Allargando l’orizzonte: «La differenza principale in ciò che vedo oggi, rispetto ai miei tempi, è conosciuta ed evidente: mancano i medici. E, dal punto di vista dei pazienti e delle famiglie, mi dispiace vedere la gente più confusa nel fare scelte per gestirsi, per prendersi cura di un figlio. A volte, i tempi da mettere in conto per provvedere alla salute, propria o dei propri cari, sono difficili da accettare. Penso, poi, ai colleghi che operano in queste condizioni: ai carichi di lavoro, allo stress, alle responsabilità».
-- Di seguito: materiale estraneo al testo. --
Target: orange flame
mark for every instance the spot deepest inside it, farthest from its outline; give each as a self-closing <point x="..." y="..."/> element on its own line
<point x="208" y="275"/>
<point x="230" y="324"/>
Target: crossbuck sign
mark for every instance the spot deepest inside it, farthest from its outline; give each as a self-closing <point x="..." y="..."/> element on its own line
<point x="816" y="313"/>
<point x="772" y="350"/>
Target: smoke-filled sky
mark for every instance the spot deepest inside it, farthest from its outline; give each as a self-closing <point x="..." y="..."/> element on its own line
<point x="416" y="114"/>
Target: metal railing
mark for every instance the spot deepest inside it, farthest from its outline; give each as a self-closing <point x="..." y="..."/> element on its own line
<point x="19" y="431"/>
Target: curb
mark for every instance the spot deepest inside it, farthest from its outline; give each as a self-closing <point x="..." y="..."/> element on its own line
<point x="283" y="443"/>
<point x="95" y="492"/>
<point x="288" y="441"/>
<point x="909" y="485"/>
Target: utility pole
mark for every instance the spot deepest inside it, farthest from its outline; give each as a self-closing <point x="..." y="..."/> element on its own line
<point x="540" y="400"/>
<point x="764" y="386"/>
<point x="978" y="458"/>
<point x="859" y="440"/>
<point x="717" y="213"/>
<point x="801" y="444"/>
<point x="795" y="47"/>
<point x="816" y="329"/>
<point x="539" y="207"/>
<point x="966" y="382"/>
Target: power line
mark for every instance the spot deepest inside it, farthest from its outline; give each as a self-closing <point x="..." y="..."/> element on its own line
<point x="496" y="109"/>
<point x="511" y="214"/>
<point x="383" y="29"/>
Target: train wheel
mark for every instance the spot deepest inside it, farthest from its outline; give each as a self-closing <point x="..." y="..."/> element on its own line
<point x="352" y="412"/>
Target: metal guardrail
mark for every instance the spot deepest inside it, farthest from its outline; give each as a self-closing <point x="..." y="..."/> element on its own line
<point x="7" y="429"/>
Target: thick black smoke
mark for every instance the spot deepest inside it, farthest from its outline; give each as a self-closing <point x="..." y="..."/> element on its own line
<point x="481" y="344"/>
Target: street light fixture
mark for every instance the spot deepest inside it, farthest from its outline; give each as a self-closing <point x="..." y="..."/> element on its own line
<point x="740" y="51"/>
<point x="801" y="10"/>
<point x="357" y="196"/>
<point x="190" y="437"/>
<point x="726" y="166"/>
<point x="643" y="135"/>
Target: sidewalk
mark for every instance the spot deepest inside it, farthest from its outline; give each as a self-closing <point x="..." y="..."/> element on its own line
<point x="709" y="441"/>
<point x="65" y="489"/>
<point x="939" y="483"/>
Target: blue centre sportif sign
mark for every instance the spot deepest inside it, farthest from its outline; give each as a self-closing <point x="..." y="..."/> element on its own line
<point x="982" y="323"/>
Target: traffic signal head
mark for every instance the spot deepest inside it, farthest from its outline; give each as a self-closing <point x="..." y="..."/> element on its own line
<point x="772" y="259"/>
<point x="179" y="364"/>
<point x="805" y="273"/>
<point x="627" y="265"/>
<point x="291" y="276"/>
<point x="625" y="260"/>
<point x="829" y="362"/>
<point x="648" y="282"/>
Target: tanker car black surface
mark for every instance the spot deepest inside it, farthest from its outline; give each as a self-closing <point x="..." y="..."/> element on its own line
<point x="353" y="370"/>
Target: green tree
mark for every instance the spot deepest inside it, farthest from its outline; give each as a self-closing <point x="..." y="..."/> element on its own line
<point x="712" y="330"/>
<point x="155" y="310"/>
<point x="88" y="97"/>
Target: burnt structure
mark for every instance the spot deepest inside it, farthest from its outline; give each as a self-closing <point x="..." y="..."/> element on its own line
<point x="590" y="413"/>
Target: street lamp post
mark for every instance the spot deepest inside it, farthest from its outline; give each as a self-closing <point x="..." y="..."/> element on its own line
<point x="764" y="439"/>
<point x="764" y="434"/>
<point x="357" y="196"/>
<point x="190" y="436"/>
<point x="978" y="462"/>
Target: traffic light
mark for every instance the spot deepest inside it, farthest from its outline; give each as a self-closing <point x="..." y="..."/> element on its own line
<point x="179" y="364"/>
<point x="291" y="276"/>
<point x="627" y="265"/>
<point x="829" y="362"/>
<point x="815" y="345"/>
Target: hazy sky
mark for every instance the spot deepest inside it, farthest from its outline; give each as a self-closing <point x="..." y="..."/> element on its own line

Quindi la situazione è peggiorata? «Al di là delle difficoltà “di sistema” devo dire che, nei miei campi, c’è stato un certo miglioramento dal punto di vista dello studio organico. Ma bisogna ancora crescere nel lavoro sulla psiche del bambino e nel supporto ai genitori. Le insicurezze poste dalla società aumentano. Se poi, passo al caso specifico dell’ospedale Busto/Gallarate, e al di là di quanto mi è recentemente accaduto, ho dubbi su temi che sono stati molto discussi, come l’ubicazione, la viabilità, i servizi che saranno erogati da adesso alla realizzazione del nuovo nosocomio. Immagino le difficoltà a cui, per forza di cose e in qualunque scenario, andranno incontro gli operatori».

Che cosa direbbe ai medici, ai pediatri di oggi? «Non demoralizzatevi, nonostante tutto. Mettete a frutto le vostre capacità professionali. Siate uniti verso l’unico e fondamentale successo: il benessere dell’ammalato».